Montesquieu Institute: from science to society

Getting Serious

Monday, August 27 2018, dhr Prashant Sabharwal

Komt er een deal met het Verenigd Koninkrijk over het verlaten van de Europese Unie of niet? Dat is de vraag die velen bezighoudt. Het scenario waarin het VK de EU verlaat zonder een formele terugtrekkingsovereenkomst zou nadelige gevolgen hebben voor de economie van het land en voor de rechten van mensen aan beide zijden van het kanaal. Een analyse van Prashant Sabharwal.
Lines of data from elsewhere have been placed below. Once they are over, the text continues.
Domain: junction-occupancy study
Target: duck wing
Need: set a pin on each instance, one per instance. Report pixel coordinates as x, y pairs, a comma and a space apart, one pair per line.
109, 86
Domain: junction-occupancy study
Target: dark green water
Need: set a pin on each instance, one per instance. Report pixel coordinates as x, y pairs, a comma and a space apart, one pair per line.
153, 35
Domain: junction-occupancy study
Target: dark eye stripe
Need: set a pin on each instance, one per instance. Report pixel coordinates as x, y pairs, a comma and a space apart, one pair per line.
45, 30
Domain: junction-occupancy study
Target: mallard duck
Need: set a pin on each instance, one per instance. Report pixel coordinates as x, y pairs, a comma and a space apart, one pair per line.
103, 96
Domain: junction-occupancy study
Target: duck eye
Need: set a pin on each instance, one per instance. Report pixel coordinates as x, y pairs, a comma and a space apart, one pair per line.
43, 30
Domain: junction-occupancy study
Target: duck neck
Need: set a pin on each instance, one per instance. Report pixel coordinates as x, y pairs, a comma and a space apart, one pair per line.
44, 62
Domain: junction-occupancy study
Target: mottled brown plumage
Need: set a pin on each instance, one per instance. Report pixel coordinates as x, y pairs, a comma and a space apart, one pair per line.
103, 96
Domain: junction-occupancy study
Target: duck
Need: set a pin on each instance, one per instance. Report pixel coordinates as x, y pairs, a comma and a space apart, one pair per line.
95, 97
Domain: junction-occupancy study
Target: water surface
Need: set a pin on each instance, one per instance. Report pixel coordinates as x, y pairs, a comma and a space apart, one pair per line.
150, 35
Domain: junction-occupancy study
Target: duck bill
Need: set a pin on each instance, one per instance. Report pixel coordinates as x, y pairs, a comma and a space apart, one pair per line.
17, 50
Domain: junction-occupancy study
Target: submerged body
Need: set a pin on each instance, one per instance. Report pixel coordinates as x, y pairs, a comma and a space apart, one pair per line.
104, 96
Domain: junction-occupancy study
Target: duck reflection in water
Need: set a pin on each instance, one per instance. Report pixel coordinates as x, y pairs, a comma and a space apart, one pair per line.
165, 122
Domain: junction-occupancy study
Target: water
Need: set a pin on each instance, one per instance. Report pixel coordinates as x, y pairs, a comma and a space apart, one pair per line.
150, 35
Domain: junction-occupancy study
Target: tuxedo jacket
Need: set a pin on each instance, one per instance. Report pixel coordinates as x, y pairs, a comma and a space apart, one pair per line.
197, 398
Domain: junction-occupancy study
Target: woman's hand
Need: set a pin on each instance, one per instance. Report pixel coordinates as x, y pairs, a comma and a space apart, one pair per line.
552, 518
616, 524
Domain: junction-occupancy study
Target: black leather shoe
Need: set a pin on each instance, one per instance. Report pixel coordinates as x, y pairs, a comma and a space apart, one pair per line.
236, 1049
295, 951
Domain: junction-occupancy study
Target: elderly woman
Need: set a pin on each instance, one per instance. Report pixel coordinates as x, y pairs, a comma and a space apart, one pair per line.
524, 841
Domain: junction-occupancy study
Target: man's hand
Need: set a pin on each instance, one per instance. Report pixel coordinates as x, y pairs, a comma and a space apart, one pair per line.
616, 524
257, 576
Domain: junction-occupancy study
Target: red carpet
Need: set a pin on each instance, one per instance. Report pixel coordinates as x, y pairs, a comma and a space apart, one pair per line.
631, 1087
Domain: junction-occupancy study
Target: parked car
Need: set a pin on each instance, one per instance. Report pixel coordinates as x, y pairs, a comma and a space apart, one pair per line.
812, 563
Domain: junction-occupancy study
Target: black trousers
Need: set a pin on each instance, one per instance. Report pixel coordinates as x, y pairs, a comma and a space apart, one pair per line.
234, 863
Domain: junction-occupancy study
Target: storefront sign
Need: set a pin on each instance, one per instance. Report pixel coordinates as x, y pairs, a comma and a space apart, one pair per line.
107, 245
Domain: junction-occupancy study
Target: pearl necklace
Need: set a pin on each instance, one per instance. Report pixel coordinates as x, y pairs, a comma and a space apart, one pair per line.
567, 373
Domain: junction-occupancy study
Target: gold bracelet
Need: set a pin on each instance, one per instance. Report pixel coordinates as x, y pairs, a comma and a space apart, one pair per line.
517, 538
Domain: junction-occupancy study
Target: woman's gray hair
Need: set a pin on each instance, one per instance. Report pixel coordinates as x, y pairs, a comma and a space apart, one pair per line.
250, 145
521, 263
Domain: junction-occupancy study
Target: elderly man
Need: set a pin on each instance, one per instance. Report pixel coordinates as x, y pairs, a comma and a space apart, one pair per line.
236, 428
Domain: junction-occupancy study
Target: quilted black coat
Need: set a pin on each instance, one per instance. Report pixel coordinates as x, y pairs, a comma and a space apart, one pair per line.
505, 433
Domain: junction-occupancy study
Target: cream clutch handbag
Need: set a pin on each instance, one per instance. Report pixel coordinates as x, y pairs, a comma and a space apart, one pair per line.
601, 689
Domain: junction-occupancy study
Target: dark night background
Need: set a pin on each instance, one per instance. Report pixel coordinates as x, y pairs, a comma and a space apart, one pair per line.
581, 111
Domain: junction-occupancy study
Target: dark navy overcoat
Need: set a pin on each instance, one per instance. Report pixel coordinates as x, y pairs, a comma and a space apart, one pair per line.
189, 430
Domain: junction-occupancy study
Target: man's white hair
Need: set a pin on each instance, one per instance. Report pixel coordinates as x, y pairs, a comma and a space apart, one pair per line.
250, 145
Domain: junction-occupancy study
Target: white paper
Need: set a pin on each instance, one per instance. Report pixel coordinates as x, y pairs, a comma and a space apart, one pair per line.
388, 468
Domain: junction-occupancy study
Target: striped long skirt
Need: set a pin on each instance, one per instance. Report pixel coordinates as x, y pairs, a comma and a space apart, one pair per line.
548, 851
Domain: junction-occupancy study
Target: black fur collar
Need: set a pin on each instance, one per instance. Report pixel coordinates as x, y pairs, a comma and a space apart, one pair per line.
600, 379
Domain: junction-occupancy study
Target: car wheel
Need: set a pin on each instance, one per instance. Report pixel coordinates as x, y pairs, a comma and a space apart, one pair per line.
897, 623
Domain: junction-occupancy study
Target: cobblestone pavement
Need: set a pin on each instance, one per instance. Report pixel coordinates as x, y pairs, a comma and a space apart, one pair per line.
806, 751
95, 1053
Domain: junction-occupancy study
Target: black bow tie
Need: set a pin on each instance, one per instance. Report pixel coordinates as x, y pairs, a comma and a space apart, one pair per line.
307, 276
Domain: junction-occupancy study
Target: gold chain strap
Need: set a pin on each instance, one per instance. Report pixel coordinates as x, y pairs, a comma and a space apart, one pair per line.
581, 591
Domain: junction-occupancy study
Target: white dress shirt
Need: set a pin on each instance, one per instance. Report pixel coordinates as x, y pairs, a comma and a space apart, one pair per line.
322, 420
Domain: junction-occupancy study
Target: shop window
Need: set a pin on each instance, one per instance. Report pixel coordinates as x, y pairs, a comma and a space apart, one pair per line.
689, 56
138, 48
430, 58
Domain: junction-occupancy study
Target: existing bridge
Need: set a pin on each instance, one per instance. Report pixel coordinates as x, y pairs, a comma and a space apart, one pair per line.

With the summer holidays about to end, Brexit negotiations between the European Union and United Kingdom will resume in earnest. The question on everyone’s mind is simple: Will there be a deal or will the United Kingdom leave the European Union without a deal? On all credible accounts, Britain leaving the European Union without a formal withdrawal agreement would have severely adverse consequences for the country’s economy, as well as the rights of millions of people on both sides of the Channel – despite unilateral moves by some governments to alleviate the situation, the severity of a potential “No Deal” outcome cannot be underlined enough. The issuing of formal technical notices advising businesses and ordinary citizens regarding the consequences of a “No Deal” Brexit only throws this conundrum into even starker relief.

Weakened by the recent resignations of erstwhile Brexit Secretary David Davis and former Foreign Secretary Boris Johnson, Prime Minister Theresa May has to find a way to reconcile the irreconcilable. Leading a minority government, she is buffeted by an increasingly vociferous nationalist hard right within her own Conservative Party, led by the likes of Johnson and Jacob Rees-Mogg – and by a sliver of pro-Remain MPs led by former Attorney General Dominic Grieve and outspoken parliamentarian Anna Soubry. Whilst the implacable pro-Leave faction lacks the gravitas and popularity to win a general election, it certainly possesses the potential to turn the intractable Brexit negotiations into an insurmountable quagmire. The hard right within the Conservative Party regards any kind of negotiation result that would permit a modicum of free movement of workers or retention of EU Customs Union membership as betrayal of what they understand to be the will of the people (about the intellectual difficulty of claiming any sort of mandate from the shambolically organized 2016 Brexit referendum, see here).

Meanwhile, the European Union, represented in the negotiations by former EU Commissioner Michel Barnier, has not ceded an inch of its core demands: UK membership of the EU Single Market only upon acceptance of all four freedoms underpinning the EU legal order – freedom of capital, freedom of establishment, freedom of services and, crucially, freedom of movement within the entire European Economic Area. This is the principle upon which the European Union’s relations with Norway, Iceland, Liechtenstein and (with some qualifications) Switzerland are based. Considering that the Leave side also advocated withdrawal from the EU for the supposedly enhanced ability to impose tougher controls on immigration, conceding the issue of freedom of movement in order to secure Single Market membership appears a remote possibility. For now.

Another central issue, the status of the (currently open) border between the British province of Northern Ireland and the independent Republic of Ireland, also remains unresolved. Rather than making any meaningful progress over the summer, the ramping-up of hostilities towards the Republic of Ireland in UK press outlets sympathetic to the Conservative Party indicates a breakdown of the trust needed to lead the Brexit negotiations to a successful conclusion. Despite the optimism pushed by new Brexit Secretary Dominic Raab, he cannot talk away the fact that he is entering the scene at a pivotal time for the UK-EU negotiations – with much trust having been frittered away by the incompetent handling of the talks by Mr Davis and the untimely interferences of the likes of Messrs Johnson and Rees-Mogg.

One would usually think that the declining health of a government would be a cause for celebration by the official opposition. Instead, the Labour Party under its leader Jeremy Corbyn is struggling to be heard on the Brexit debate or stay united – despite the fact that three-quarters of its members favour staying in the European Union, Corbyn (suspected of being a closet Eurosceptic himself) refuses to speak out or even countenance a second national referendum to resolve the issue. Such a second referendum has re-emerged as a possibility, especially now as the United Kingdom appears to verge ever-closer to the dreaded “No Deal” scenario – and the public mood is beginning to shift. We will just have to watch and see.